5 Ways Flow Based Network Monitoring Solutions Need to Scale

A common gripe for Network Engineers is that their current network monitoring solution doesn’t provide the depth of information needed to quickly ascertain the true cause of a network issue.

Many already have over-complicated their monitoring systems and methodologies by continuously extending their capabilities with a plethora of add-ons, or relying on disparate systems that often don’t interface very well with each other.

There is also an often mistaken belief that the network monitoring solutions that they have invested in will suddenly give them the depth they need to have the required visibility to manage complex networks.

A best-value approach to network monitoring is to use a flow-based analytics methodology such as NetFlow, sFlow or IPFIX.

In this market, it’s common for the industry to express a flow software’s scaling capability in flows-per-second.

Using Flows-per-second as a guide to scalability is misleading as it is often used to hide a flow collector’s inability to archive flow data by overstating its collection capability.

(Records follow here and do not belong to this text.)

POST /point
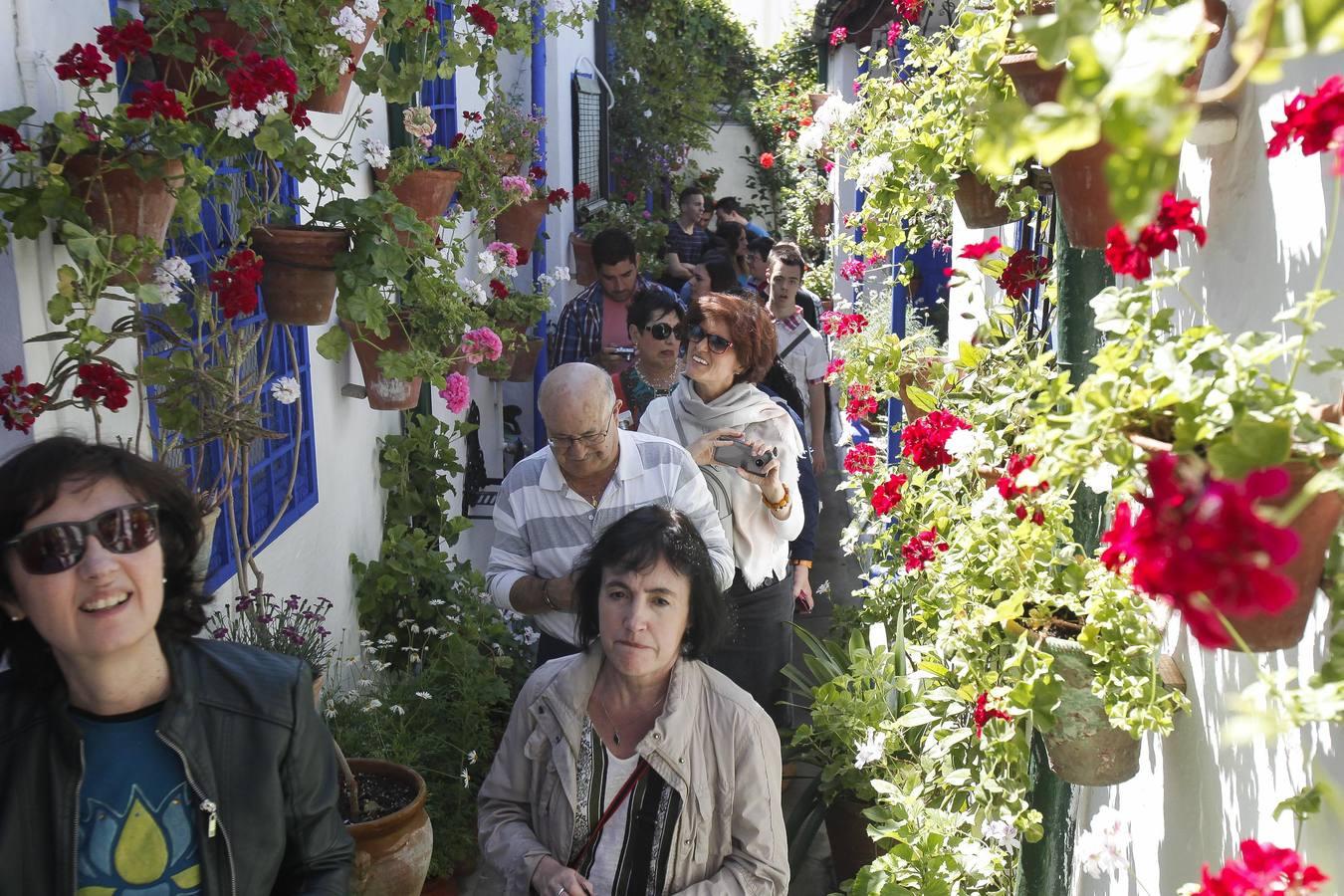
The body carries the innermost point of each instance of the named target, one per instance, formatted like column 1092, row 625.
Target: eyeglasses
column 60, row 546
column 587, row 439
column 717, row 342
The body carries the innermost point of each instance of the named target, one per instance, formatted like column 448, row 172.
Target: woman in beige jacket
column 634, row 768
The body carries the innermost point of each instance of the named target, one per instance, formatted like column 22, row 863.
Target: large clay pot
column 976, row 202
column 299, row 278
column 383, row 392
column 584, row 270
column 521, row 223
column 392, row 852
column 1083, row 747
column 334, row 101
column 847, row 829
column 119, row 200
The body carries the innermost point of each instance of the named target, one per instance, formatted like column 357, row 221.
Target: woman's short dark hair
column 31, row 481
column 637, row 542
column 649, row 304
column 750, row 327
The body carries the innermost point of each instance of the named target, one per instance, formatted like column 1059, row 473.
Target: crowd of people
column 660, row 542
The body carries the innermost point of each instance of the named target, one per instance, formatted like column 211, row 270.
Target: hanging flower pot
column 426, row 191
column 334, row 101
column 584, row 270
column 392, row 852
column 119, row 200
column 976, row 200
column 382, row 391
column 299, row 278
column 521, row 223
column 847, row 829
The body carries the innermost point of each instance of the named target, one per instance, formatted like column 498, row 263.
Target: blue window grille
column 260, row 512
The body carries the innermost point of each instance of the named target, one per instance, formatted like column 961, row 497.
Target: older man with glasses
column 556, row 503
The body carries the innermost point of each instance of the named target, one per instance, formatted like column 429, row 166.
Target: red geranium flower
column 1262, row 869
column 924, row 439
column 921, row 550
column 235, row 283
column 860, row 458
column 83, row 64
column 126, row 41
column 1025, row 269
column 980, row 250
column 887, row 496
column 984, row 714
column 153, row 97
column 103, row 383
column 11, row 137
column 484, row 19
column 20, row 403
column 1199, row 546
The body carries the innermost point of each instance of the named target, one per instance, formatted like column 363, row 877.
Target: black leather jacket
column 257, row 757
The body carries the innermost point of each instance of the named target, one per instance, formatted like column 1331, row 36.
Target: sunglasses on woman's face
column 660, row 331
column 60, row 546
column 717, row 342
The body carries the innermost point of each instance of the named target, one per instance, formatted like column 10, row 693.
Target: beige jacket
column 713, row 745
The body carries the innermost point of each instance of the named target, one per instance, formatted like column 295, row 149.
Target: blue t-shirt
column 137, row 829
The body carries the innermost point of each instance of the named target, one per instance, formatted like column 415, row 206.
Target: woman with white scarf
column 730, row 345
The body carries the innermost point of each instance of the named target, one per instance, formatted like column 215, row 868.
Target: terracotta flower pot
column 299, row 278
column 847, row 829
column 334, row 101
column 976, row 203
column 426, row 191
column 584, row 270
column 383, row 392
column 119, row 200
column 521, row 223
column 392, row 852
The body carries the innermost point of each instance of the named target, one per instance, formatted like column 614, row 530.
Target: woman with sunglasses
column 133, row 755
column 730, row 346
column 655, row 324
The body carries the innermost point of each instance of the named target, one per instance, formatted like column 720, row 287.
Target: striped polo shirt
column 542, row 526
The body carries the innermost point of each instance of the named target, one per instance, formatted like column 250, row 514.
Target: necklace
column 615, row 733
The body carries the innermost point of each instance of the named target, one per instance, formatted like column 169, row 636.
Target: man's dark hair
column 611, row 247
column 649, row 304
column 686, row 193
column 31, row 481
column 636, row 543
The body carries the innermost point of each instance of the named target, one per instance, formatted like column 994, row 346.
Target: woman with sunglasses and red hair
column 730, row 345
column 130, row 753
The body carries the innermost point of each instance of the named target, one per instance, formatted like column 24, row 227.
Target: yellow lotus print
column 141, row 850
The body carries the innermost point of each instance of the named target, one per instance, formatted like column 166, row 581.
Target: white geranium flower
column 376, row 153
column 235, row 122
column 1101, row 477
column 285, row 389
column 871, row 749
column 348, row 24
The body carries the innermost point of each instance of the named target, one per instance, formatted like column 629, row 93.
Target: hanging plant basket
column 584, row 270
column 119, row 200
column 382, row 391
column 427, row 192
column 1314, row 528
column 334, row 101
column 392, row 852
column 976, row 200
column 299, row 278
column 521, row 223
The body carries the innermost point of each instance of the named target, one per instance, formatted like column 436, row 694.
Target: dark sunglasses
column 717, row 342
column 60, row 546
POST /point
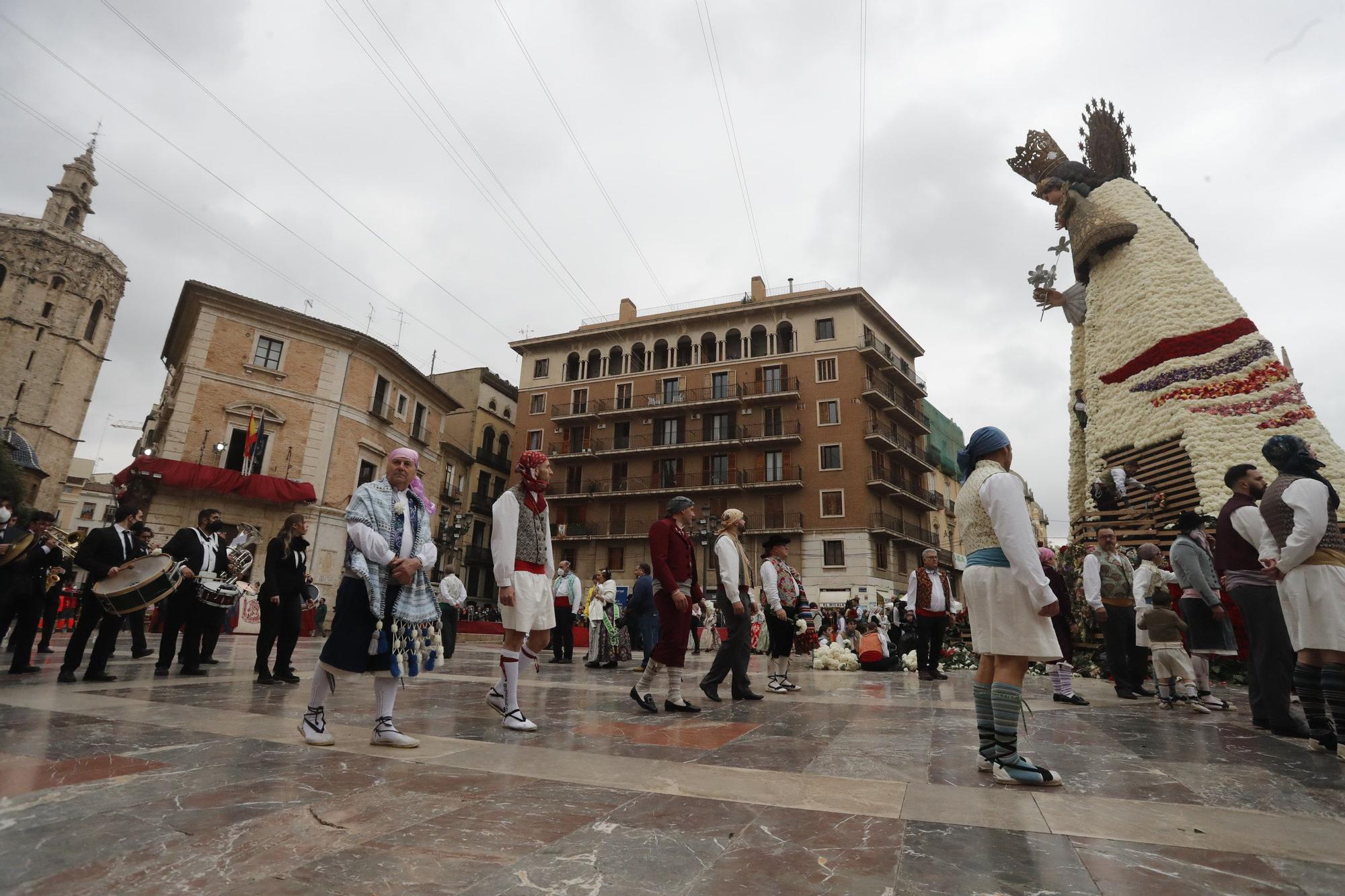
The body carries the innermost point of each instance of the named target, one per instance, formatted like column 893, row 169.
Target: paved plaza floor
column 861, row 783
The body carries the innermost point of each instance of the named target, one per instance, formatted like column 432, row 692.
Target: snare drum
column 139, row 583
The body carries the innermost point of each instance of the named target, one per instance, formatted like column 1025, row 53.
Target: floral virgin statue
column 1161, row 350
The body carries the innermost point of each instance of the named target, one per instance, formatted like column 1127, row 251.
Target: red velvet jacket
column 673, row 557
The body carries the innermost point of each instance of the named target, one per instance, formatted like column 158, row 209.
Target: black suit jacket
column 100, row 552
column 186, row 546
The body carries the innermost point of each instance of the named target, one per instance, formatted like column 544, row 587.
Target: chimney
column 758, row 290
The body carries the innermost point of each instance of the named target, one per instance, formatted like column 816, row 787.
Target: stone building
column 798, row 405
column 486, row 427
column 334, row 403
column 59, row 294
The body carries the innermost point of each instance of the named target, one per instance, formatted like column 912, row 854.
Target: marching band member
column 387, row 623
column 102, row 555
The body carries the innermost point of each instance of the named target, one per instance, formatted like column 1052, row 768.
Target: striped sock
column 1308, row 682
column 985, row 719
column 1334, row 692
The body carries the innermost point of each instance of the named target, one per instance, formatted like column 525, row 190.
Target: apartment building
column 798, row 405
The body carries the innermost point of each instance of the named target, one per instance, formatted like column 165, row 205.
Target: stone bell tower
column 59, row 299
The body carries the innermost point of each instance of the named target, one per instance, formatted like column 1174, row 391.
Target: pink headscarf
column 418, row 486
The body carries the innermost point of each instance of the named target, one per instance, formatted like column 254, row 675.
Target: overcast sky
column 1238, row 110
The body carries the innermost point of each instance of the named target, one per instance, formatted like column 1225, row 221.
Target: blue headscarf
column 983, row 442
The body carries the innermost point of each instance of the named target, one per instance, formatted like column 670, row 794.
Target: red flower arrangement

It’s important to look not just at flows-per-second, but at the granularity retained through per minute (flow retention rate), the speed and flexibility of alerting, reporting, forensic depth and diagnostics and the scalability when impacted by high-flow-variance, sudden-bursts, number of devices and interfaces, the speed of reporting over time, the ability to retain short-term and historical collections and the confluence of these factors as it pertains to scalability of the software as a whole.

A Flow Based network monitoring software needs to scale in its collection of data in five ways:

  1. Ingestion capability – means the amount of flows that can be consumed by a single collector.
  1. Digestion capability – means the amount of flow records that can be retained by a single collector.
    Flow retention rates are particularly critical to quantify as they dictate the level of granularity that allows a flow-based NMS to deliver the visibility required to achieve quality Anomaly Detection, Network Forensics, Root Cause Analysis, Billing Substantiation, Peering Analysis and Data Retention compliance.
  1. Threading capacity – pertains to the multitasking strength of a solution to spread the load of collection across multiple CPU’s on a single server.
  1. Distributed collection – refers to the ability of a flow-based solution to run a single data warehouse that takes its input from a cluster of collectors as a single unit as a means to load balance.
  1. Hierarchical correlation – is designed to enable parallel analytics across distributed data warehouses to aggregate their results.